Phase 4: Acceptance (acclimatization and integration)
You feel more comfortable in the new culture and in your new homeland. You’ve got some new friends and feel increasingly “at home” and as part of the community. You understand how the system and routines work and no longer regret that you moved to Australia. You may have found a better accommodation and job than the one you found in the first few months and you are increasingly at ease.

It’s OK if it feels tough
My point is that it can easily take several months until you start feeling at home and have your own routines in Australia, so don’t be too hard on yourself if it feels tough in the beginning. It is natural to feel sad, you have just left family and friends back home, and it is natural to initially feel doubts and frustration.
When combining the feeling of homesickness and you missing your old life, with the frustration of having to adapt and learn things anew, it is easy to feel low and get sad. Don’t forget that this is OK, it is a natural process. Thousands of people have gone through similar experiences and in most cases, things turned out good in the end.
Give the process some time and do not be too pessimistic and hard on yourself because everything is not immediately as fun, happy and exciting as you thought it would be.

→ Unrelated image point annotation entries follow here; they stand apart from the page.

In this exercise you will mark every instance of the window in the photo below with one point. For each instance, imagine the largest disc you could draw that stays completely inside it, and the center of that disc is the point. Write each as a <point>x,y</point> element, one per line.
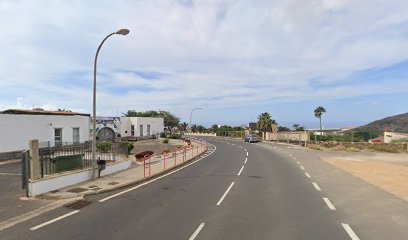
<point>75,136</point>
<point>57,136</point>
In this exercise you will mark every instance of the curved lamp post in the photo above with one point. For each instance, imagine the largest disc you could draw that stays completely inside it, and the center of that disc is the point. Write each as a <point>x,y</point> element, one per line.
<point>122,31</point>
<point>191,116</point>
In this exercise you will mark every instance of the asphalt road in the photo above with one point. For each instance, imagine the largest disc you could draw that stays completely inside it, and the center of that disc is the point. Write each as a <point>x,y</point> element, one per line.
<point>241,191</point>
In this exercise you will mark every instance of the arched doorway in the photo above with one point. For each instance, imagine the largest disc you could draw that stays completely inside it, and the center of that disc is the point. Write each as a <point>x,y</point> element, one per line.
<point>106,134</point>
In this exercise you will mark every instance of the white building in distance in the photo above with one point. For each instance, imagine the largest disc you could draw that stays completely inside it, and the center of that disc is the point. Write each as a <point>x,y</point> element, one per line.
<point>18,127</point>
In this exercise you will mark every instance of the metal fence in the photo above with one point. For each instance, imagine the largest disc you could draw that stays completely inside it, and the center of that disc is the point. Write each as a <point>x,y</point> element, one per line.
<point>63,158</point>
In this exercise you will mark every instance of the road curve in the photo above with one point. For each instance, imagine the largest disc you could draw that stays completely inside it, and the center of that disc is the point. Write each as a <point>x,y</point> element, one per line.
<point>241,191</point>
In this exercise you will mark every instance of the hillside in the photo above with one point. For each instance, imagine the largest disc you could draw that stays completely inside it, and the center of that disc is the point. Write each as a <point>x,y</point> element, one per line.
<point>397,123</point>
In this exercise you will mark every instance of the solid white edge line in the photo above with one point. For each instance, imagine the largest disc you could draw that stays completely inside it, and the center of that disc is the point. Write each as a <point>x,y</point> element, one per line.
<point>155,179</point>
<point>197,231</point>
<point>329,204</point>
<point>316,186</point>
<point>225,194</point>
<point>242,168</point>
<point>54,220</point>
<point>350,231</point>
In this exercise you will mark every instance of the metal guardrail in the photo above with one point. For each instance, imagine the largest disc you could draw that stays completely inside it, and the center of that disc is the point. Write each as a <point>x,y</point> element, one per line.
<point>64,158</point>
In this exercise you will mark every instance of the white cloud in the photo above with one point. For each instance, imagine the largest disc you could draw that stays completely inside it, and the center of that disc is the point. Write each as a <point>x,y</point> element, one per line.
<point>211,53</point>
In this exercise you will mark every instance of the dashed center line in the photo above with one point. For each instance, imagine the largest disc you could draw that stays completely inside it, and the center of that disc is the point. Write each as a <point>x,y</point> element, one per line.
<point>225,194</point>
<point>242,168</point>
<point>329,204</point>
<point>316,186</point>
<point>197,231</point>
<point>350,231</point>
<point>54,220</point>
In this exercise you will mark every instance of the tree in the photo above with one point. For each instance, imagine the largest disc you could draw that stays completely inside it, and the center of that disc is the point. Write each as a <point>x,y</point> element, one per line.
<point>214,128</point>
<point>283,129</point>
<point>318,114</point>
<point>170,120</point>
<point>193,128</point>
<point>183,126</point>
<point>265,122</point>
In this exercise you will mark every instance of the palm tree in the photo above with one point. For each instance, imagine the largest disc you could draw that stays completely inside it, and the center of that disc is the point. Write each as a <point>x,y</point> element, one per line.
<point>183,127</point>
<point>265,122</point>
<point>318,113</point>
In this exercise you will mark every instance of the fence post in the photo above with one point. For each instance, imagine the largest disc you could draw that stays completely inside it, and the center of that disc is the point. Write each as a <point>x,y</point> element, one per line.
<point>164,162</point>
<point>34,160</point>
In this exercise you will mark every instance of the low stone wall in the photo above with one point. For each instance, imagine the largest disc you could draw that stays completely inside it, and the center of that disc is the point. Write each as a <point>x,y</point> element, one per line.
<point>380,147</point>
<point>201,134</point>
<point>57,181</point>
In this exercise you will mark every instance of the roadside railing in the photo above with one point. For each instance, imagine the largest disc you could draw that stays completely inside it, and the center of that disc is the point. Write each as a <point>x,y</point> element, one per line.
<point>64,158</point>
<point>152,166</point>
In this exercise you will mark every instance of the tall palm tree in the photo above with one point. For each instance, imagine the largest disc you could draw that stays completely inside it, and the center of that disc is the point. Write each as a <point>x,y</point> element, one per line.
<point>318,113</point>
<point>265,122</point>
<point>183,127</point>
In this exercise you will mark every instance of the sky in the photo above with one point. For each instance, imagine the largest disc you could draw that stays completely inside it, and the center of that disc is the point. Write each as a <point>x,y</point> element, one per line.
<point>233,58</point>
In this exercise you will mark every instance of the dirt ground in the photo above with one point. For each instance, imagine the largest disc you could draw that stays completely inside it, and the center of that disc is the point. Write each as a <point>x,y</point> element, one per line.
<point>386,171</point>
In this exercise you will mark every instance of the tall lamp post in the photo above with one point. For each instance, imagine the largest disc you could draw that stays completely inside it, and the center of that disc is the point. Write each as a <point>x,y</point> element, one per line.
<point>191,116</point>
<point>123,31</point>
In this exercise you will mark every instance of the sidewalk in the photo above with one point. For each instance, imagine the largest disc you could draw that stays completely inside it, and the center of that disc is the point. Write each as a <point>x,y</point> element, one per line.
<point>138,172</point>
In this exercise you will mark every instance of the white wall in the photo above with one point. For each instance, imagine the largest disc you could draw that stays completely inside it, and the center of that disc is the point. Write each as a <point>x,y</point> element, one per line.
<point>156,125</point>
<point>17,129</point>
<point>40,186</point>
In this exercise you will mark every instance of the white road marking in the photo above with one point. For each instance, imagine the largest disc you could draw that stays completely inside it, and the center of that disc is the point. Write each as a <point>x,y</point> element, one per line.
<point>316,186</point>
<point>197,231</point>
<point>54,220</point>
<point>350,231</point>
<point>155,179</point>
<point>242,168</point>
<point>225,194</point>
<point>329,204</point>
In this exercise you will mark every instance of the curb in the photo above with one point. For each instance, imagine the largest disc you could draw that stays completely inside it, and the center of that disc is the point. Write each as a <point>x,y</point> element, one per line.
<point>142,180</point>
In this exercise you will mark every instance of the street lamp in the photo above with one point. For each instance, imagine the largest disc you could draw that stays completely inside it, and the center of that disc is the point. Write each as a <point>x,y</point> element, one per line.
<point>191,115</point>
<point>122,31</point>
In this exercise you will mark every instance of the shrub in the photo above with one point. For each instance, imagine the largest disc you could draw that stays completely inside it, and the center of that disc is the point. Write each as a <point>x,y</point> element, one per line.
<point>104,146</point>
<point>130,147</point>
<point>175,136</point>
<point>143,154</point>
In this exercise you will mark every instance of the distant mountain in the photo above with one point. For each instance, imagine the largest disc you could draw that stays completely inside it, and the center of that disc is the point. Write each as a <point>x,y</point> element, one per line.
<point>397,123</point>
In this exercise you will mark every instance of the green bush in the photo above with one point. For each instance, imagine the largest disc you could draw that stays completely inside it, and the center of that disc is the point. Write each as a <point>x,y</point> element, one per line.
<point>104,146</point>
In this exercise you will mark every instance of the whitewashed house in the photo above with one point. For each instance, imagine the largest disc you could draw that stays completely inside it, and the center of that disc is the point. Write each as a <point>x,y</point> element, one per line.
<point>141,126</point>
<point>17,127</point>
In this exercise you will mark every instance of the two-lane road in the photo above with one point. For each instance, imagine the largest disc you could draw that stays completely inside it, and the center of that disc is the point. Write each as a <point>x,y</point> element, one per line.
<point>240,191</point>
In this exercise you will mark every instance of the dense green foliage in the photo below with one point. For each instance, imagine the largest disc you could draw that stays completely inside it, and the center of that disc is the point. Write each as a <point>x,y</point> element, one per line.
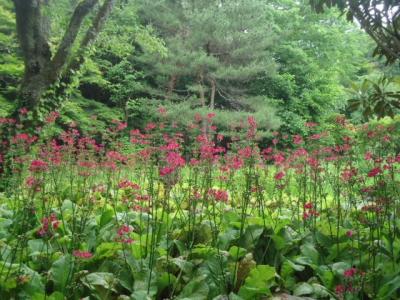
<point>278,60</point>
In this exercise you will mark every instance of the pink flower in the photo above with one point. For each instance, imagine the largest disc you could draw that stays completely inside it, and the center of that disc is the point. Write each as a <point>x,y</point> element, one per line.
<point>340,289</point>
<point>310,124</point>
<point>279,175</point>
<point>218,195</point>
<point>162,111</point>
<point>368,156</point>
<point>150,126</point>
<point>210,115</point>
<point>126,184</point>
<point>350,272</point>
<point>23,111</point>
<point>166,171</point>
<point>38,166</point>
<point>82,254</point>
<point>297,139</point>
<point>52,117</point>
<point>278,158</point>
<point>308,205</point>
<point>374,172</point>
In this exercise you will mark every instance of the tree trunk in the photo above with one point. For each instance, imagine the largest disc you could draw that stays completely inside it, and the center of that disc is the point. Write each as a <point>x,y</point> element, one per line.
<point>201,91</point>
<point>212,96</point>
<point>41,70</point>
<point>171,86</point>
<point>90,37</point>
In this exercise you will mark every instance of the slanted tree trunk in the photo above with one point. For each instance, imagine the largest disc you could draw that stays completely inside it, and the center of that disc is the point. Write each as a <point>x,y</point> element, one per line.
<point>42,69</point>
<point>201,90</point>
<point>171,86</point>
<point>212,95</point>
<point>89,39</point>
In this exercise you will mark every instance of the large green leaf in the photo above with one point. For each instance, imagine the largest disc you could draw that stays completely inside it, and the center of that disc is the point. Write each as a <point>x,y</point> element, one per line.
<point>389,288</point>
<point>61,271</point>
<point>258,282</point>
<point>196,289</point>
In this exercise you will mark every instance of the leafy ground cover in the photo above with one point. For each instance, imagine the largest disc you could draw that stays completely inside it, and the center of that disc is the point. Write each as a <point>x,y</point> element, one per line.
<point>172,213</point>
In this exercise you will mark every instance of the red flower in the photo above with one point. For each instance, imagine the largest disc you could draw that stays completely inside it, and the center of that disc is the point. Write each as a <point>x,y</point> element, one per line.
<point>52,117</point>
<point>218,195</point>
<point>374,172</point>
<point>23,111</point>
<point>279,175</point>
<point>308,205</point>
<point>368,155</point>
<point>82,254</point>
<point>38,166</point>
<point>297,139</point>
<point>350,272</point>
<point>340,289</point>
<point>165,171</point>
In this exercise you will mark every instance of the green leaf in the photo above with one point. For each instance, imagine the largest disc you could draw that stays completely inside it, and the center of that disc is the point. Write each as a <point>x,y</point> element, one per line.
<point>61,271</point>
<point>303,289</point>
<point>237,253</point>
<point>258,282</point>
<point>107,216</point>
<point>310,252</point>
<point>100,279</point>
<point>389,288</point>
<point>196,289</point>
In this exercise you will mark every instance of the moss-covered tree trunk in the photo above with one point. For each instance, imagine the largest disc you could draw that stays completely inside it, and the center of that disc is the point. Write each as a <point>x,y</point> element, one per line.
<point>42,67</point>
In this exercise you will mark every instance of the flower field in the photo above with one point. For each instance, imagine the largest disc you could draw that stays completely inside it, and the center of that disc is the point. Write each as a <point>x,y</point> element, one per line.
<point>187,213</point>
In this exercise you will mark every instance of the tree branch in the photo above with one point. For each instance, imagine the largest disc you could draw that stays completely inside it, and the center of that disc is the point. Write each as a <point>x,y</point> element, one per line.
<point>64,49</point>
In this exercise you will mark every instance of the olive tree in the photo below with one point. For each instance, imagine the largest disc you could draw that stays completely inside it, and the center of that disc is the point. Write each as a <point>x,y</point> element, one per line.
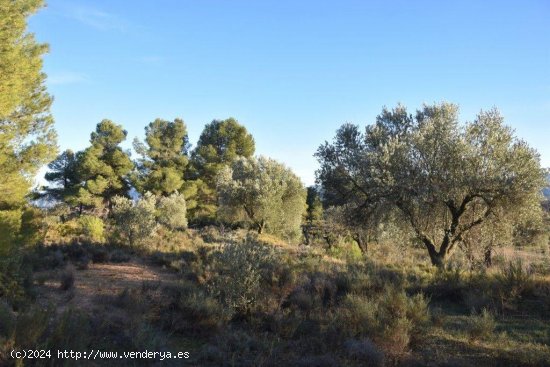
<point>445,178</point>
<point>267,194</point>
<point>135,221</point>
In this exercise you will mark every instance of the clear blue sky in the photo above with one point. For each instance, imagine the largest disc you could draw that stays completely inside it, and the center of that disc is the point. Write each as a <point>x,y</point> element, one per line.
<point>293,71</point>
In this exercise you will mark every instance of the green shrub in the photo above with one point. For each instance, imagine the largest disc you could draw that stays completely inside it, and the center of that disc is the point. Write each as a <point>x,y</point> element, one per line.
<point>366,352</point>
<point>391,319</point>
<point>7,321</point>
<point>135,221</point>
<point>67,279</point>
<point>192,310</point>
<point>239,269</point>
<point>516,278</point>
<point>92,228</point>
<point>10,224</point>
<point>481,326</point>
<point>172,211</point>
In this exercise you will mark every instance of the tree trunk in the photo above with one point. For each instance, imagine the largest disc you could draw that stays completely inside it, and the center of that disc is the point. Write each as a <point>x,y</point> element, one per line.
<point>438,258</point>
<point>261,227</point>
<point>362,243</point>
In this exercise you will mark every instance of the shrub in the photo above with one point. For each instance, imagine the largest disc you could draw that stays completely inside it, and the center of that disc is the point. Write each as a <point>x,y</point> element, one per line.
<point>31,326</point>
<point>172,211</point>
<point>92,228</point>
<point>191,310</point>
<point>239,269</point>
<point>481,326</point>
<point>7,321</point>
<point>14,280</point>
<point>365,351</point>
<point>135,221</point>
<point>391,319</point>
<point>71,330</point>
<point>67,279</point>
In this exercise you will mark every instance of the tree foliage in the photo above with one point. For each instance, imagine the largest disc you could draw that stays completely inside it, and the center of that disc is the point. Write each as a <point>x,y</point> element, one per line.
<point>64,178</point>
<point>135,220</point>
<point>172,211</point>
<point>164,159</point>
<point>445,178</point>
<point>104,166</point>
<point>220,143</point>
<point>265,192</point>
<point>27,138</point>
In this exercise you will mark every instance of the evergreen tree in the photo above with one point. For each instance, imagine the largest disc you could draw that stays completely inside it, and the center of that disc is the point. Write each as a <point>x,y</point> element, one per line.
<point>164,157</point>
<point>220,144</point>
<point>104,166</point>
<point>265,193</point>
<point>64,178</point>
<point>27,138</point>
<point>444,178</point>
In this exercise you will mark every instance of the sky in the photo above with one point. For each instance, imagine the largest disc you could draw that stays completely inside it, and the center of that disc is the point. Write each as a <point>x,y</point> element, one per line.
<point>292,71</point>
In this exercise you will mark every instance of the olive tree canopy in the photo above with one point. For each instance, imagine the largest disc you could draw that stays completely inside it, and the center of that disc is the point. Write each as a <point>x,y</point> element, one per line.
<point>268,194</point>
<point>445,178</point>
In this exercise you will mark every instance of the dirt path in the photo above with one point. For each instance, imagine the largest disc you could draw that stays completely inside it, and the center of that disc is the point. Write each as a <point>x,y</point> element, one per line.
<point>105,279</point>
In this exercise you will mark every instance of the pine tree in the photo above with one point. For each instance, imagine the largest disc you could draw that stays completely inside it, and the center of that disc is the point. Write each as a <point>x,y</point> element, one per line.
<point>27,138</point>
<point>64,178</point>
<point>164,159</point>
<point>104,166</point>
<point>220,144</point>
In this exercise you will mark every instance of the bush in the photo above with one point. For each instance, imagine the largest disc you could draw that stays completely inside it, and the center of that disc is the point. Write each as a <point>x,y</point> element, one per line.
<point>481,326</point>
<point>67,279</point>
<point>239,270</point>
<point>391,319</point>
<point>365,351</point>
<point>92,228</point>
<point>15,280</point>
<point>172,212</point>
<point>135,221</point>
<point>516,278</point>
<point>191,310</point>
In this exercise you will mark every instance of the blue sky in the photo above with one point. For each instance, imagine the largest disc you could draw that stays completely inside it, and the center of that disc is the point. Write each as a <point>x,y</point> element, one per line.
<point>293,71</point>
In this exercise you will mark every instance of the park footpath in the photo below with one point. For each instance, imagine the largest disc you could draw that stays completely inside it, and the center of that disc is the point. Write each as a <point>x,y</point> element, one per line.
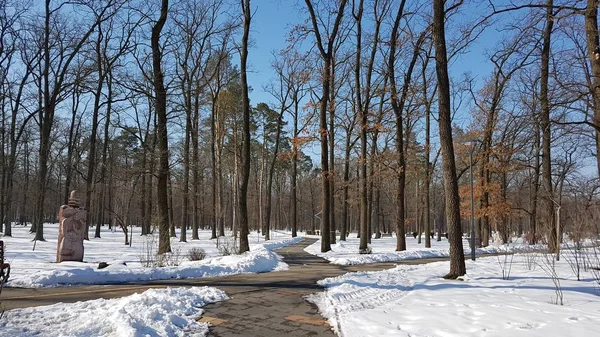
<point>267,304</point>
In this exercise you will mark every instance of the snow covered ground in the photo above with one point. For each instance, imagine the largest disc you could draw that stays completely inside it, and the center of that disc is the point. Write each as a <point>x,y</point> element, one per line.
<point>37,268</point>
<point>155,312</point>
<point>404,301</point>
<point>415,300</point>
<point>383,250</point>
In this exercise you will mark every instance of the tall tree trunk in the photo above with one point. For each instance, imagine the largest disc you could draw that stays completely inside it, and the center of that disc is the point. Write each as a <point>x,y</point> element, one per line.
<point>457,262</point>
<point>91,159</point>
<point>270,176</point>
<point>345,218</point>
<point>327,56</point>
<point>363,117</point>
<point>294,177</point>
<point>398,107</point>
<point>545,126</point>
<point>245,169</point>
<point>196,181</point>
<point>164,244</point>
<point>534,186</point>
<point>593,47</point>
<point>332,151</point>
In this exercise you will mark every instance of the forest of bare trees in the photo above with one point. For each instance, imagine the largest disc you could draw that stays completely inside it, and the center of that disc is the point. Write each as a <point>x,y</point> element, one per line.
<point>144,107</point>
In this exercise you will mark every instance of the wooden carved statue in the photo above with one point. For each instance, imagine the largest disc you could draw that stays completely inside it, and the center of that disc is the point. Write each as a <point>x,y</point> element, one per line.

Finally; It is OK to move back home. Some travellers only discover first after they left their home country how much they deeply appreciate it, and therefore chooses to go back. Others are doing their best to thrive in Australia but despite years of brave attempts it just doesn’t feel right. Moving to or going on a long trip to Australia is a dream for many, but the long stay can easily become a nightmare if, for example, your family relationship breaks down, if you have trouble getting a livelihood or you just realize that a move abroad was not really right for you. Don’t forget that it is OK to go back after trying out the dream abroad. Australia is not right for everyone, so do not hesitate to change your mind if, after a time-brave attempt, you notice that your life abroad is not working for you.

For some, their first trip to Australia leads to moving there for good and they almost become more Australians than anything else, while others choose to take the best from each country and build a cosmopolitan life where they live in both countries. For others, the trip to Australia is instead an interesting and educational experience that confirms to them that they belong back home, the place where they thrive best.
No matter how you choose to design your life, I hope that your long trip to Australia will be everything that you hope it will be. Good luck!